- Born: January 14, 1924 Apulia, Italy
- Died: April 11, 2020 (aged 96)

= Joseph Tusiani =

Italian American poet (1924–2020)

Joseph Tusiani (January 14, 1924 – April 11, 2020) was an Italian-American poet, translator, and novelist. He served as a professor emeritus of languages and literature at Lehman College and was named New York State Poet Laureate Emeritus in 2016 by Governor Andrew Cuomo. Tusiani published works in four languages: Italian, Latin, English, and Gargano, the dialect of his birthplace in the Apulia region of Italy.

== Early life and education ==
Born in the Apulia region of Italy, Tusiani earned his Ph.D. in Letters from the University of Naples in 1947. He emigrated to the United States the following year, settling in the Arthur Avenue neighborhood of the Bronx.
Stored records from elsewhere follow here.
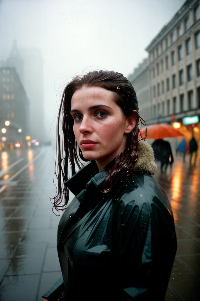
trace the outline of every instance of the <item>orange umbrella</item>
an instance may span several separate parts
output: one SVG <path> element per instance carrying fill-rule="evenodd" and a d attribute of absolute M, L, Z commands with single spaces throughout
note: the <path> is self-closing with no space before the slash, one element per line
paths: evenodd
<path fill-rule="evenodd" d="M 184 135 L 178 130 L 168 124 L 160 123 L 153 124 L 147 127 L 147 139 L 162 139 L 163 138 L 178 137 Z M 146 134 L 145 128 L 140 131 L 141 137 L 144 138 Z"/>

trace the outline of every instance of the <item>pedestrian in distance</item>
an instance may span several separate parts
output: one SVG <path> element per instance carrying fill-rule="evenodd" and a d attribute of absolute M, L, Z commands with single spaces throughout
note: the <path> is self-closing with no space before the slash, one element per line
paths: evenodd
<path fill-rule="evenodd" d="M 196 165 L 196 159 L 197 157 L 197 151 L 198 150 L 198 144 L 196 139 L 194 137 L 194 133 L 192 131 L 192 136 L 191 140 L 189 143 L 189 154 L 190 155 L 189 160 L 189 166 L 190 168 L 192 167 L 192 160 L 193 154 L 195 155 L 195 159 L 193 167 L 195 167 Z"/>
<path fill-rule="evenodd" d="M 177 155 L 178 153 L 181 153 L 183 154 L 183 161 L 184 163 L 185 162 L 185 157 L 188 150 L 188 147 L 185 137 L 179 142 L 176 150 Z"/>
<path fill-rule="evenodd" d="M 169 142 L 162 139 L 156 140 L 152 143 L 151 146 L 154 152 L 155 159 L 161 162 L 161 173 L 163 172 L 163 169 L 165 166 L 165 172 L 169 164 L 171 170 L 174 163 L 174 157 L 171 146 Z"/>
<path fill-rule="evenodd" d="M 176 237 L 140 123 L 135 92 L 121 73 L 91 71 L 65 87 L 53 199 L 65 210 L 58 231 L 62 277 L 44 299 L 164 300 Z M 69 190 L 75 196 L 69 205 Z"/>

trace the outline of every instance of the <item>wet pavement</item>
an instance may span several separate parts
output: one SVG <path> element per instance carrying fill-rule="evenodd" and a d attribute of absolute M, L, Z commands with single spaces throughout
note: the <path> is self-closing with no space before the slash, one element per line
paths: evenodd
<path fill-rule="evenodd" d="M 53 147 L 0 152 L 0 301 L 41 301 L 61 275 L 52 212 Z M 200 299 L 200 169 L 175 158 L 155 177 L 170 200 L 178 249 L 166 301 Z M 56 213 L 58 214 L 58 213 Z"/>

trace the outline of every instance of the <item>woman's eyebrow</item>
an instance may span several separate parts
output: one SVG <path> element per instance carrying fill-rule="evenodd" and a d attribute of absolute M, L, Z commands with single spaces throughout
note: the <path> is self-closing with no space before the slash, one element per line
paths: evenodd
<path fill-rule="evenodd" d="M 108 106 L 106 106 L 105 104 L 97 104 L 95 106 L 92 106 L 92 107 L 90 107 L 88 110 L 94 110 L 95 109 L 98 109 L 98 108 L 102 107 L 109 108 L 110 109 L 111 109 L 111 110 L 113 110 L 112 108 L 111 107 L 109 107 Z M 74 110 L 71 110 L 71 111 L 70 111 L 70 113 L 73 113 L 74 112 L 79 112 L 79 111 L 80 110 L 78 110 L 77 109 L 74 109 Z"/>

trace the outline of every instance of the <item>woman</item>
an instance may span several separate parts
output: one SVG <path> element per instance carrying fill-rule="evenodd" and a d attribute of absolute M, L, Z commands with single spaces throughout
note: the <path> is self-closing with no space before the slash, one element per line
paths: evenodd
<path fill-rule="evenodd" d="M 68 190 L 75 197 L 58 226 L 63 280 L 43 298 L 164 300 L 176 238 L 169 202 L 151 175 L 152 149 L 138 144 L 140 120 L 135 91 L 120 73 L 90 72 L 65 88 L 54 206 L 65 209 Z M 76 173 L 79 157 L 89 163 Z"/>

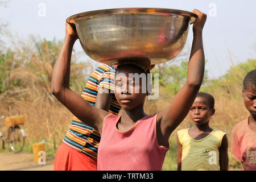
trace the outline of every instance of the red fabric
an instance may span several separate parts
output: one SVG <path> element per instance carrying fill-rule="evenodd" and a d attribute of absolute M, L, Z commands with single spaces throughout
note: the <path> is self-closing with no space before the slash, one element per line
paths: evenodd
<path fill-rule="evenodd" d="M 54 171 L 97 171 L 97 159 L 63 142 L 56 154 Z"/>
<path fill-rule="evenodd" d="M 138 120 L 128 131 L 117 128 L 121 115 L 105 117 L 98 150 L 98 171 L 160 171 L 169 146 L 159 146 L 156 115 Z"/>

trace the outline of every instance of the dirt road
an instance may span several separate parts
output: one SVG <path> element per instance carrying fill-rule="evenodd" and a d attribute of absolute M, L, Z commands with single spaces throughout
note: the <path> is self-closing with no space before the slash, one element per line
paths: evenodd
<path fill-rule="evenodd" d="M 53 158 L 46 158 L 46 164 L 39 165 L 33 161 L 33 154 L 0 153 L 1 171 L 52 171 Z"/>

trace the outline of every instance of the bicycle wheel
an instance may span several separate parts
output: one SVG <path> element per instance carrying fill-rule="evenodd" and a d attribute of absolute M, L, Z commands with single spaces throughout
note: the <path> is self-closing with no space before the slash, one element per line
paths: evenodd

He began his teaching career at the College of Mount Saint Vincent before joining Lehman College.

== Career ==
In addition to teaching, Tusiani was a prolific writer and translator. His works include poetry, translations, a novel, and a three-volume autobiography. His contributions to literature and education were recognized internationally, earning him several prestigious awards.
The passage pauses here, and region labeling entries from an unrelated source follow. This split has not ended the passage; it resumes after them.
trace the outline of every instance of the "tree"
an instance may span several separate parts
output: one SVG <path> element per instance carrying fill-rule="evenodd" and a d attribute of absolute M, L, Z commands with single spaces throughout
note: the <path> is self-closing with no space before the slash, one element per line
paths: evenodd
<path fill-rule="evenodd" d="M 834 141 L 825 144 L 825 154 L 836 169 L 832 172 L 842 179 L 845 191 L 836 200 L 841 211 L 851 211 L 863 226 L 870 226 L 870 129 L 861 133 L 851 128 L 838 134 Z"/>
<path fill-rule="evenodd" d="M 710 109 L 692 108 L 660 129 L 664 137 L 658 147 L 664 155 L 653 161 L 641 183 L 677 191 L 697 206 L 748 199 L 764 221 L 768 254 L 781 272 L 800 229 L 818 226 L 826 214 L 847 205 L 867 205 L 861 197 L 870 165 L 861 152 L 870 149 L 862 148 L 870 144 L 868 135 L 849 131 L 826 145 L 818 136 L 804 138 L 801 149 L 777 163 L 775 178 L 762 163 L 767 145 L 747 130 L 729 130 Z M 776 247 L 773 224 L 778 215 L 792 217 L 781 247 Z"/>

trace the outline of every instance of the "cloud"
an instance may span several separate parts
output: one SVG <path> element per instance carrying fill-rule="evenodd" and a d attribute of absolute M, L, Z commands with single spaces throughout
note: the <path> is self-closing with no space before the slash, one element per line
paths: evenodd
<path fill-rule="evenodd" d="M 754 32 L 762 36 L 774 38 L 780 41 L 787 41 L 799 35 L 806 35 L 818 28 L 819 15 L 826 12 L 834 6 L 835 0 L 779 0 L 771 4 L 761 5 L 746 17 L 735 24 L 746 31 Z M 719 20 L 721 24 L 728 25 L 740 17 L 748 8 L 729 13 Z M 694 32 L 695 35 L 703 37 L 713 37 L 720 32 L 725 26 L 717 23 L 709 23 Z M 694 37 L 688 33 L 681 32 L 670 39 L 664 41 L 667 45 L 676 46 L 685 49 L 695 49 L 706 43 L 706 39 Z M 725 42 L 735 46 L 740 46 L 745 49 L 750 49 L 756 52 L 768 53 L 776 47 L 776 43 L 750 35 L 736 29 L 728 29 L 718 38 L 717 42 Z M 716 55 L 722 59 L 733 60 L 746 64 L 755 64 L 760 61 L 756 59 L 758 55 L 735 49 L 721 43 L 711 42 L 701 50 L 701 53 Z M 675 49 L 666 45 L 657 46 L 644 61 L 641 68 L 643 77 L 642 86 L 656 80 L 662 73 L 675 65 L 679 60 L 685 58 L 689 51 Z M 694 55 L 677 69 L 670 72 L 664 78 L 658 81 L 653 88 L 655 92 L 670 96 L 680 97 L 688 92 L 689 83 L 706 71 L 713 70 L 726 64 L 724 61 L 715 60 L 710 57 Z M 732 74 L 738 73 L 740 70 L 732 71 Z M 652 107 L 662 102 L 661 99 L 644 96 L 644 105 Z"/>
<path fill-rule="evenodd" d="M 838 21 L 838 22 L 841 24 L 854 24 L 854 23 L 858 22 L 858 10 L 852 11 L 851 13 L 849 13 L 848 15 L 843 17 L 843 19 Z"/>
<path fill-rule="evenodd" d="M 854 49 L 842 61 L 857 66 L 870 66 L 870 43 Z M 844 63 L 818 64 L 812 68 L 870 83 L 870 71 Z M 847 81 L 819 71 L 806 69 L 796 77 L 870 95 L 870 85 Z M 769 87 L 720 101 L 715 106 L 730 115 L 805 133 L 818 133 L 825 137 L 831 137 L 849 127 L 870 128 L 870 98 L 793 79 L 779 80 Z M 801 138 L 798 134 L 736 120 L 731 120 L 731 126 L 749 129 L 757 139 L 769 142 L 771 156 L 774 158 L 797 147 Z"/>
== Achievements and recognition ==
In 1954, he was the first American to receive the Greenwood Prize of the Poetry Society of England. He received the AATI Distinguished Service Award in 1986, and the Keys to the City of Florence in 2007 for his contributions to literature.

A scholarship was established in his name at Lehman College to support students interested in Italian-American culture.